A Higher Precision Algorithm for Computing the $1$-Wasserstein Distance

Authors: Pankaj K Agarwal, Sharath Raghvendra, Pouyan Shirzadian, Rachita Sowle

ICLR 2023 | Conference PDF | Archive PDF | Plain Text | LLM Run Details

Reproducibility Variable Result LLM Response
Research Type Experimental 5 EXPERIMENTS In this section, we conduct experiments to show that our algorithms from Section 3 and Section 4 improve the accuracy of the additive approximation algorithms. We test an implementation of our algorithm, written in Python, on discrete probability distributions derived from real-world and synthetic data sets.
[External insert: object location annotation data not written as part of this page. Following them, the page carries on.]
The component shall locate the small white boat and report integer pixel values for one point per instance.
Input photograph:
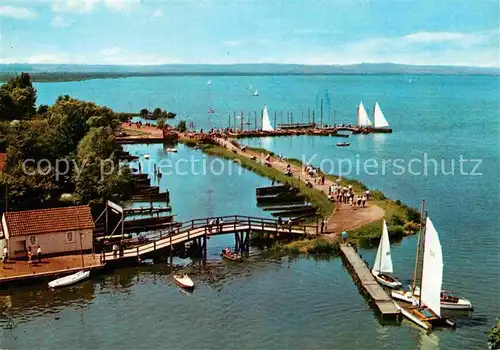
(183, 281)
(69, 280)
(448, 300)
(382, 267)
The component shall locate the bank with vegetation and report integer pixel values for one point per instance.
(402, 220)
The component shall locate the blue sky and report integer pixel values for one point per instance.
(253, 31)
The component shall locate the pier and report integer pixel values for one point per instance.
(367, 283)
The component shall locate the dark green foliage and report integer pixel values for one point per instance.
(494, 336)
(42, 109)
(181, 127)
(17, 98)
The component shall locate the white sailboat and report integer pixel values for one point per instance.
(426, 312)
(363, 120)
(382, 267)
(266, 122)
(379, 122)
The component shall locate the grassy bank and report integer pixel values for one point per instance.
(316, 197)
(401, 219)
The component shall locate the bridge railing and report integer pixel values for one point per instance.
(184, 232)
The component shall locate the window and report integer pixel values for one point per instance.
(69, 237)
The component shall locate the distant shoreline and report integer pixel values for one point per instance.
(70, 76)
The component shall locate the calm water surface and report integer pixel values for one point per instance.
(302, 303)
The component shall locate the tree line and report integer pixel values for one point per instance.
(77, 134)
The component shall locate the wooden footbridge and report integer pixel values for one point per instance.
(200, 229)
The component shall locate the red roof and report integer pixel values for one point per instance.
(53, 220)
(3, 159)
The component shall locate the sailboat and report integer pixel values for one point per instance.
(382, 267)
(426, 311)
(362, 119)
(266, 122)
(380, 124)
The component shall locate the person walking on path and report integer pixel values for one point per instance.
(39, 254)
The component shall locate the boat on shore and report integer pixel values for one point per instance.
(183, 281)
(70, 280)
(382, 267)
(448, 300)
(426, 310)
(230, 255)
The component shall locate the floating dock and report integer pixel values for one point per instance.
(365, 280)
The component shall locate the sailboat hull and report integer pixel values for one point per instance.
(386, 280)
(381, 130)
(407, 297)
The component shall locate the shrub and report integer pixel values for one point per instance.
(396, 232)
(413, 215)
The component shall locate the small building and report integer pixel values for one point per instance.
(55, 230)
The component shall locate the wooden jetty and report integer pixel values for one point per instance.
(146, 210)
(367, 283)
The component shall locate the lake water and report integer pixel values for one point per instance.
(301, 303)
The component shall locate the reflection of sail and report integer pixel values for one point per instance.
(266, 123)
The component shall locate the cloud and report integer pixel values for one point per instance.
(17, 12)
(157, 13)
(58, 21)
(87, 6)
(232, 43)
(421, 48)
(310, 31)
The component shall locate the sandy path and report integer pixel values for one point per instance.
(344, 218)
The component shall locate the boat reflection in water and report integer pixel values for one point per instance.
(30, 302)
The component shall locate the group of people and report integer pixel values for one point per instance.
(346, 195)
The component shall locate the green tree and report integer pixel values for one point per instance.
(182, 126)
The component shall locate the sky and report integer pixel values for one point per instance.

All tests are executed on a computer with a 2.50 GHz Intel Core i7 processor and 8GB of RAM using a single computation thread. ... As shown in Figure 2 (a) (d), our algorithm runs significantly faster than both the Sinkhorn and the LMR algorithms while producing solutions of similar quality.
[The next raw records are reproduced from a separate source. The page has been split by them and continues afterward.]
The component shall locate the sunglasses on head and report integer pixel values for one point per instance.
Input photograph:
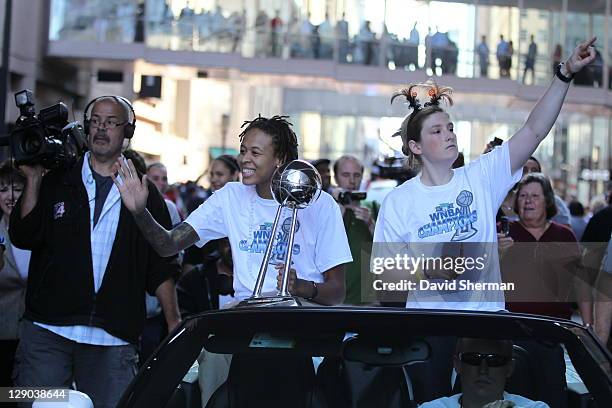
(475, 359)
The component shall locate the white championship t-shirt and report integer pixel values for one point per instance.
(236, 211)
(423, 218)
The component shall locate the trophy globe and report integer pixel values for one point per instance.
(294, 185)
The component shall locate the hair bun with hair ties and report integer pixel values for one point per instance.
(435, 94)
(430, 90)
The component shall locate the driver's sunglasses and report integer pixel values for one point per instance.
(475, 359)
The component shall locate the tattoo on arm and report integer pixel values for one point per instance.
(183, 236)
(165, 243)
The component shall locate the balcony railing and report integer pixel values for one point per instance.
(229, 35)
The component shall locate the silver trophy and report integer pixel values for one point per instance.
(295, 185)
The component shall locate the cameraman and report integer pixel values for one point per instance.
(358, 223)
(89, 269)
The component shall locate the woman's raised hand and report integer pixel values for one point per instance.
(582, 56)
(133, 190)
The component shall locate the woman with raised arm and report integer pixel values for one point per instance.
(444, 218)
(244, 212)
(441, 209)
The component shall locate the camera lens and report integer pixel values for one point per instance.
(31, 144)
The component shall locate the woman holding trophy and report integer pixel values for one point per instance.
(244, 212)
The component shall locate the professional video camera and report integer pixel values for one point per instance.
(47, 138)
(345, 197)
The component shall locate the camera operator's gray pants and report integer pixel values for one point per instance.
(44, 358)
Researcher Affiliation Academia Pankaj K. Agarwal1*, Sharath Raghvendra2, Pouyan Shirzadian2, and Rachita Sowle2 1Duke University, 2Virginia Tech
Pseudocode No The paper describes the algorithm steps in prose but does not provide a formal pseudocode block or algorithm box.
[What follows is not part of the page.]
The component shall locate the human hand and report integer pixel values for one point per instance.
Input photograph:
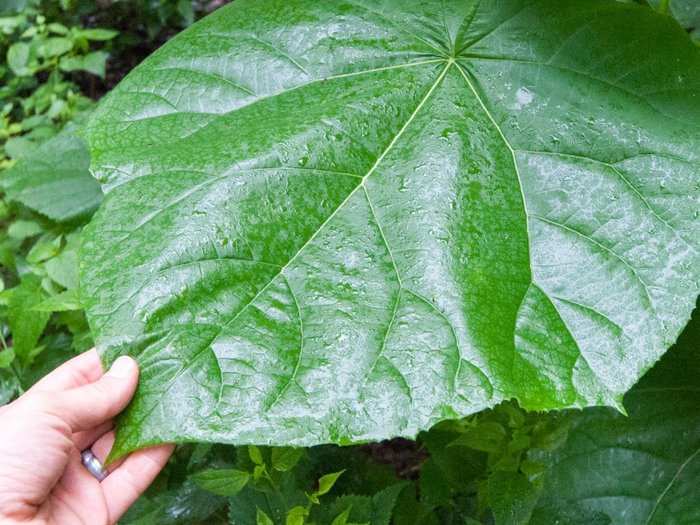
(42, 479)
Open Source Code No The paper does not provide any statement or link indicating that the source code for their methodology is openly available.
Open Datasets Yes For a real-world dataset, we use the Adult Census Data (UCI repository), which is a point cloud in R6 with continuous features for 35, 000 individuals, divided into two categories by income (Dua & Graff (2017)).
Dataset Splits No The paper mentions datasets but does not provide specific details on how the datasets were split into training, validation, or test sets.
Hardware Specification Yes All tests are executed on a computer with a 2.50 GHz Intel Core i7 processor and 8GB of RAM using a single computation thread.
Software Dependencies No The paper mentions "Python" and refers to "Sinkhorn method (Cuturi (2013))" and "LMR algorithm (Lahn et al. (2019))" as black-boxes, but no specific version numbers for these software components or any other libraries are provided.
Experiment Setup No While the paper states, "We set the parameters of the Sinkhorn and LMR algorithms in such a way that the error produced by them matches with the error produced by our 1-Wasserstein algorithm," this is a high-level goal for setting parameters of other algorithms, not a detailed description of the experimental setup (e.g., learning rates, batch sizes, epochs) for their proposed methods.